I have been designing an AC-130 airplane through Sketchup Pro for a while. I had finished a design but it wouldn’t print, so I re-designed it and it still wouldn’t print. I read somewhere that printers have a minimum thickness so I increased the size so it would work, but it didn’t. Is there something I am doing wrong? AC-130 Sketchup.skp (400.6 KB)
I would HIGHLY recommend installing Solid Inspector and running that. You have nested instances, internal faces, zero thickness entities… First step would be to explode out your groups, and group together single, solid pieces (fuselage as one piece, a propeller as another, and start making each group manifold, one at a time.
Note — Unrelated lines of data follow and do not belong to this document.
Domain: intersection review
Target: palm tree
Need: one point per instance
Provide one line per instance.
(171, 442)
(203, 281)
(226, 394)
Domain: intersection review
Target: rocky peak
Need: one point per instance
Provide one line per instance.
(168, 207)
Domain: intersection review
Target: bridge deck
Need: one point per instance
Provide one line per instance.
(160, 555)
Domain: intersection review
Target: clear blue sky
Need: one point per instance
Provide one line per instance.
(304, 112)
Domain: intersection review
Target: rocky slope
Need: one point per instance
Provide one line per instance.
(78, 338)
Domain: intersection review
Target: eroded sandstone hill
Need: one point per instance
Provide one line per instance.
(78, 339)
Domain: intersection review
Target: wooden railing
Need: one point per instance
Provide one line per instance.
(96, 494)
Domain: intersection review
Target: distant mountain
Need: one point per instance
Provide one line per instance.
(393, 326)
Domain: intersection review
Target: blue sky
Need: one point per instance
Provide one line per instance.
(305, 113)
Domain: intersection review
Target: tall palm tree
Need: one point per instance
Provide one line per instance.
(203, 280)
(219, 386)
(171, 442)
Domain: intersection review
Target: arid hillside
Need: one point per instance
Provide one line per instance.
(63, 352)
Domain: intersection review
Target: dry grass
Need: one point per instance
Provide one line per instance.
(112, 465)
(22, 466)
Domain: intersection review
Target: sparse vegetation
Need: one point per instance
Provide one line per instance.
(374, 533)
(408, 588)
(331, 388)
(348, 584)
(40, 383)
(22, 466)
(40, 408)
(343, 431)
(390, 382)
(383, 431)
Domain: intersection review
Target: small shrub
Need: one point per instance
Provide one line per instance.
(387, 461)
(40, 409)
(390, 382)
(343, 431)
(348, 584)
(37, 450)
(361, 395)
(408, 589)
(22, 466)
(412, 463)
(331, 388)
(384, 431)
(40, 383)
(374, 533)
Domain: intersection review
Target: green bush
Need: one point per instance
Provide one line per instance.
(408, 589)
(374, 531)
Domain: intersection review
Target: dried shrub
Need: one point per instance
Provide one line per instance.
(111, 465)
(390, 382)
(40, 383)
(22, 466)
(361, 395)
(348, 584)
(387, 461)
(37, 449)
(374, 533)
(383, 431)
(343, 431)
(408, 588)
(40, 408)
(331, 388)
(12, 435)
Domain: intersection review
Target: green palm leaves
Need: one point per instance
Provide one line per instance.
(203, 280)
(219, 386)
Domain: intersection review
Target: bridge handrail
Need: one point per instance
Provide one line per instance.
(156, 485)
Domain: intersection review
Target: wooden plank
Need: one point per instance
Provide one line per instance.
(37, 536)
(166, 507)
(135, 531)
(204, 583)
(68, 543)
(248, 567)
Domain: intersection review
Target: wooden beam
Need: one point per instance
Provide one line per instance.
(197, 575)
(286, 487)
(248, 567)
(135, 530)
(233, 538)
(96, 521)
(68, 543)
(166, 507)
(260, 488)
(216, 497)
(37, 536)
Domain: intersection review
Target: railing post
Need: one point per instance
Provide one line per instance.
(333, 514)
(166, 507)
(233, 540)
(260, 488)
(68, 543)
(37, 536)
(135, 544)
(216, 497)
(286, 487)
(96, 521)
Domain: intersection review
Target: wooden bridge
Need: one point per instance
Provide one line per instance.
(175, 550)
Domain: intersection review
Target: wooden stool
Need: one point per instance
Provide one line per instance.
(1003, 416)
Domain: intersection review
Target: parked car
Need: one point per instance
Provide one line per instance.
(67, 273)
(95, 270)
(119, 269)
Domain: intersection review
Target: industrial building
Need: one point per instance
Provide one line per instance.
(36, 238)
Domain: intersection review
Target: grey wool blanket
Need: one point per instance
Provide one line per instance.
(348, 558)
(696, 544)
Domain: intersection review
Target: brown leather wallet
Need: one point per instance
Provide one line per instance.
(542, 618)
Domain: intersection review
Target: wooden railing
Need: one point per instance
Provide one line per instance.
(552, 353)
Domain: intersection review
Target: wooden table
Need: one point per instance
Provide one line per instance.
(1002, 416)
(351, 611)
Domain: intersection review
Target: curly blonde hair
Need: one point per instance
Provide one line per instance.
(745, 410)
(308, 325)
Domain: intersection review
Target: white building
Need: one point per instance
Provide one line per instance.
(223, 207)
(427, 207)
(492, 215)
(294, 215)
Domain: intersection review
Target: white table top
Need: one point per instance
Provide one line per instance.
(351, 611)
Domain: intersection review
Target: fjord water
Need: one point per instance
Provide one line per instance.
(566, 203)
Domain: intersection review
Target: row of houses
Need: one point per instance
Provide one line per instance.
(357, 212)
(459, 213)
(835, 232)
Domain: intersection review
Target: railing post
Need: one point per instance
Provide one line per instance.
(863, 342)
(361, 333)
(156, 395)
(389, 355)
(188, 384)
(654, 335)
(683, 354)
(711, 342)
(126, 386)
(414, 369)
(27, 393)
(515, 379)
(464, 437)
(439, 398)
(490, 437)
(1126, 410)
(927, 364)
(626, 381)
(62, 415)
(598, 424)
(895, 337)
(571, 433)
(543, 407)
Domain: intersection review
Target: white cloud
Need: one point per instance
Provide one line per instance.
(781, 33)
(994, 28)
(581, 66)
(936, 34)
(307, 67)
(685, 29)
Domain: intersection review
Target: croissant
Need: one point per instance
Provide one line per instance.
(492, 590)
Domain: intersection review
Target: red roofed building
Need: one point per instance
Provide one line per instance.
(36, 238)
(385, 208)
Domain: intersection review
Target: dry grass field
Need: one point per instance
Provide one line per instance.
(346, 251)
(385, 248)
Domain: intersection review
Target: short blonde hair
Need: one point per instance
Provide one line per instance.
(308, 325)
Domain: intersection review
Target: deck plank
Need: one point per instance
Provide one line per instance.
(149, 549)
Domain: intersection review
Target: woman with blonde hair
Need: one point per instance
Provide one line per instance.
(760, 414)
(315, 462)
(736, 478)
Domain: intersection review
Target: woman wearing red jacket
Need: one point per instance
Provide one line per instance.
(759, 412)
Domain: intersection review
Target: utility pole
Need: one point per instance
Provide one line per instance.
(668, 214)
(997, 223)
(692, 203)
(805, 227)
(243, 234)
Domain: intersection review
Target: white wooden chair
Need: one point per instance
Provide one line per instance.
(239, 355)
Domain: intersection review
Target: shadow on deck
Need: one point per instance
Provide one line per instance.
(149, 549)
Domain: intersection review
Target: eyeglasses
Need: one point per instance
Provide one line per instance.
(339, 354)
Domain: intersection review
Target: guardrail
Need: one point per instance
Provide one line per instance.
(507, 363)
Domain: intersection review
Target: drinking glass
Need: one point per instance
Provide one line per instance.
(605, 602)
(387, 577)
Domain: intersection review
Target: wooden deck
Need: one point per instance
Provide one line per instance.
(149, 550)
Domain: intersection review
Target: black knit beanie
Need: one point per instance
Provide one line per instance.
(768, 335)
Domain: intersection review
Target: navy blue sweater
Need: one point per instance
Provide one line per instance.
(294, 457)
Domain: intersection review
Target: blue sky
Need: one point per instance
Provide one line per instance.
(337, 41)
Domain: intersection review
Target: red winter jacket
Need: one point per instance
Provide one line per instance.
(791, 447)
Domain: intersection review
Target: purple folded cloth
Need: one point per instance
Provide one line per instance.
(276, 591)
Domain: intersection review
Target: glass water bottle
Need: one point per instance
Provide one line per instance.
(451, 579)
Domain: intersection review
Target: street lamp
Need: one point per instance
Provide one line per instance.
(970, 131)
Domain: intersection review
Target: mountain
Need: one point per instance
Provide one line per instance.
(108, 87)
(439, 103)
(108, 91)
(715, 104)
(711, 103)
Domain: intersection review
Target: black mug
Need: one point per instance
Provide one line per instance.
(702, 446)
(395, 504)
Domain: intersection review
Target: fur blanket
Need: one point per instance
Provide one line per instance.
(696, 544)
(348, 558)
To dive a little deeper, your model needs a lot of cleanup and prep. If I explode everything (all levels of nested groups) and run Solid Inspector on a re-grouped body of the plane, I get many errors:
This kind of stuff is what needs to be “cleaned up” The extra geometry and overlapping, but not intersecting geometry need to be addressed so that each “piece” is a single, solid geometry.
Once that is done, you will need to address how the pieces will physically get printed. In this example, I took one group and showed hoe you have it on the left, then repositioned it on the right:
While you CAN just send anything to your printer and hole that your slicing software will properly support the geometry you have sent, a much better practice is to place your pieces so that they will si flat on the print bed and can be simply supported, only if necessary.
I hope this helps! Don;t give up, and take advantage of the many topics in the 3D printing section of this forum to learn more about using SketchUp to create 3D printable models.
The dark triangles have to be “umgedreht” (sorry, don´t know the english word).
But first of all: all has to be converted from SKP to STL-format !
https://3dwarehouse.sketchup.com/search.html?q=ac-130&backendClass=entity for some suggestions.
They do but ,if you do not have any thickness to start the scaling up does not help. Aaron’s idea of making components on surface will likely be easy to make solid. You could have all the parts printed separately and then assemble your self. If the component / model does not have some thickness the printer will treat the whole item as solid which means the cost can be x7 vs one properly modeled and you may have to included some escape holes / support post etc. depending on print technology you ultimately use. Of course then you have the option of different paints etc.
You need to let use know which approach since it can impact model.
BTW you have PRO so the use of the solid tools can be beneficial to you.
BTW make use of symmetry to make ½ then mirror.